By Lorena Flores
Scrolling through Netflix, I stumbled upon a documentary on Women’s Rights. I could’ve re-watched another episode of “Friends,” but I clicked on it. What I saw shed a lot of light on topics many overlook.
What are Women’s Rights?
Start here: a struggle that is many centuries old. While we have fought many great battles and won many great victories, I can not conceal the fact that our rights are not on par with those of the men in this society. Even though the female population is a little more than half in our country, only 14% of the chief executives are female. Women still have to work to secure the same social, political and economic as men.

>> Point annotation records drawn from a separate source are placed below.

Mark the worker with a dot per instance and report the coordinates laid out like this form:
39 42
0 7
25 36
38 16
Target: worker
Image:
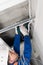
14 55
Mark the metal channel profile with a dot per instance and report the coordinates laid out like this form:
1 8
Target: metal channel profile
16 24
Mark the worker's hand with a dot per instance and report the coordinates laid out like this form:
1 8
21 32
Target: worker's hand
23 30
12 57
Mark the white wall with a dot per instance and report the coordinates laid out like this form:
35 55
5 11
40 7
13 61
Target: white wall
38 29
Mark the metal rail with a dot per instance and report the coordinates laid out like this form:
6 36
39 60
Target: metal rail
16 24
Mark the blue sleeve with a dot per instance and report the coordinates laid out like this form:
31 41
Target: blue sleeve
27 48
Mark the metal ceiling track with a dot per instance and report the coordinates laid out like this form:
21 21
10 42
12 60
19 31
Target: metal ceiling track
29 20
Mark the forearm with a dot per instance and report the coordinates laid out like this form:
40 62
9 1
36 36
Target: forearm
27 47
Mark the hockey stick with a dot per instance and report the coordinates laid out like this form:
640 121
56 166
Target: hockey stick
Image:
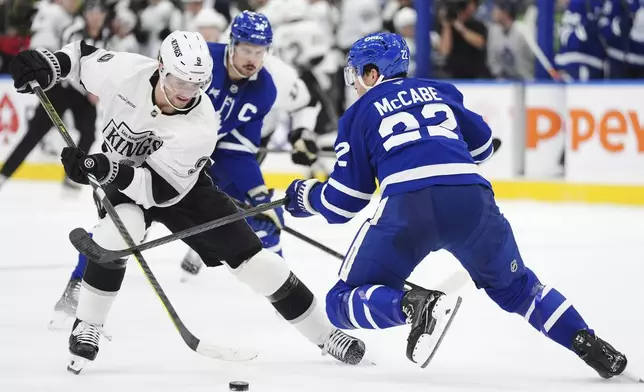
328 250
195 344
84 243
320 153
496 144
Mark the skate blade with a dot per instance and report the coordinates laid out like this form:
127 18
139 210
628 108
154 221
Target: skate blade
186 276
444 312
630 376
76 364
61 321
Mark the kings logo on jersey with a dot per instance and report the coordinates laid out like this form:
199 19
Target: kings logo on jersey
122 140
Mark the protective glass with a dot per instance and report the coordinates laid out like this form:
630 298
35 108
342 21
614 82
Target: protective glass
251 52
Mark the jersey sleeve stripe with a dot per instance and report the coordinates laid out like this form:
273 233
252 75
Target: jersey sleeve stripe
166 176
243 140
348 191
482 149
444 169
483 158
233 147
335 209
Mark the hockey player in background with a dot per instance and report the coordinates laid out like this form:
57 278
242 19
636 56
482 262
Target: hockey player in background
622 29
303 43
243 94
582 54
67 96
423 146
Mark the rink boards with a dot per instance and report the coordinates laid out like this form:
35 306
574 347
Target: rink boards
598 126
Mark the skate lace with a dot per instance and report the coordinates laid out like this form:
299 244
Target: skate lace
75 289
338 344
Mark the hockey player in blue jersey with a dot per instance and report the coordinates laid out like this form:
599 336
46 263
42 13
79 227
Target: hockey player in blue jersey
581 53
243 95
420 143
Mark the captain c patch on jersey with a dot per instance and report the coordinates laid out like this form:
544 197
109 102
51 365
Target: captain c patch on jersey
136 145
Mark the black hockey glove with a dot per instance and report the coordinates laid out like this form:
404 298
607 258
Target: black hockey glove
305 150
77 165
34 65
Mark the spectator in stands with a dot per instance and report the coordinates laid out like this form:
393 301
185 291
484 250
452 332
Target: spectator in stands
508 54
404 23
581 53
463 40
11 43
190 10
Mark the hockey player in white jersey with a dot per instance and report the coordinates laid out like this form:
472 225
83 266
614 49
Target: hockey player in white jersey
159 131
295 101
302 42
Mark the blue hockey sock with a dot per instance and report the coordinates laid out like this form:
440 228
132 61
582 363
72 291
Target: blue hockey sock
552 314
368 306
79 270
545 308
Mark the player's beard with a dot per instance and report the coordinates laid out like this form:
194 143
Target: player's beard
249 70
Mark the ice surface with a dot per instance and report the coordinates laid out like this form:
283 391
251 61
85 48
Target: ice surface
593 254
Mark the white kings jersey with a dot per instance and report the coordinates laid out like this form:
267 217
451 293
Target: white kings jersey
292 94
167 151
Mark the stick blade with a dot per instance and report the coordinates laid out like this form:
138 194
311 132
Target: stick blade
225 353
84 243
632 377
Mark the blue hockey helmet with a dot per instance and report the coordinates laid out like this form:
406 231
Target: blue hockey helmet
387 51
253 28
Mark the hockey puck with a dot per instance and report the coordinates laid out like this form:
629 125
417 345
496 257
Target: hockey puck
238 386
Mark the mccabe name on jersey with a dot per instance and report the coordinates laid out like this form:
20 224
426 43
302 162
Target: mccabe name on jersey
407 134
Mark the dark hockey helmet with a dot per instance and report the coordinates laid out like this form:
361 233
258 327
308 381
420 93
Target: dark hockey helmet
253 28
386 51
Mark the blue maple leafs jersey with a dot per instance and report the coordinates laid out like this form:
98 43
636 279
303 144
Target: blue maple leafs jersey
579 35
408 134
242 105
622 26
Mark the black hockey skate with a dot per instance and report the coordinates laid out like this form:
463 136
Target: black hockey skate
83 345
430 314
191 265
343 347
598 354
65 308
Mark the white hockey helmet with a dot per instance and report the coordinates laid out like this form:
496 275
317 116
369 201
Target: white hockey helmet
185 63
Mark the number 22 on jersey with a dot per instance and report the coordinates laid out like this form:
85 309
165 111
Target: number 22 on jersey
404 127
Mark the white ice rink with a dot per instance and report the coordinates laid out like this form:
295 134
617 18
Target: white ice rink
592 254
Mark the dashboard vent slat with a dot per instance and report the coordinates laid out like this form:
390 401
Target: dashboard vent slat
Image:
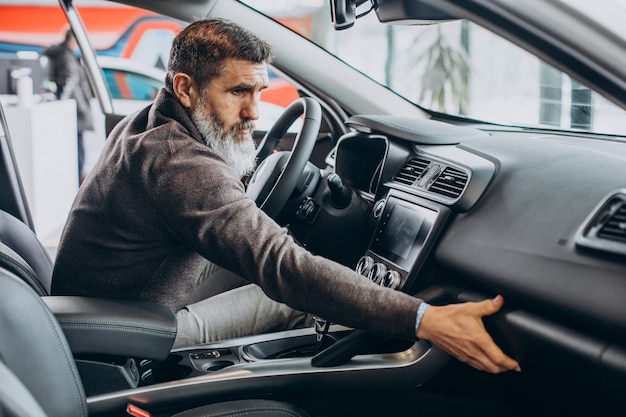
615 226
412 171
450 183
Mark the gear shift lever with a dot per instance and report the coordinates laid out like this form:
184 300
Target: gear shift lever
321 329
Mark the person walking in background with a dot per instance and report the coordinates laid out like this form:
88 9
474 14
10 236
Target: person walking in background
68 74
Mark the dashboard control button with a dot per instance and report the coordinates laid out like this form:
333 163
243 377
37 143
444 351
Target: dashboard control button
379 207
391 279
364 265
377 272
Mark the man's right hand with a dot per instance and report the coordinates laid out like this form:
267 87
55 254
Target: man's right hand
459 330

The documentary I watched on that lazy Sunday was called “Miss Representation.” It focused on the many different problems that women face. The producers interviewed Katie Couric, one of the best women journalists, as well as Rachel Maddow, Margaret Cho and many more.
Katie Couric spoke of the need for women to show skin in order to be successful in journalism. Others discussed the contrasting personalities of Hillary Clinton and Sarah Palin and how one could be boring and the other one “dumb.”
The documentary also addressed societal expectations on what a woman should be. For example, the societal expectation that women need to be thin has produced eating disorders in adolescent girls.
A documentary like this not only sheds light on real mistreatment of women in the 21st century, but also brings awareness to the masses. The amount of injustice to women I saw that afternoon left me feeling sour, but also motivated me to do something to change that.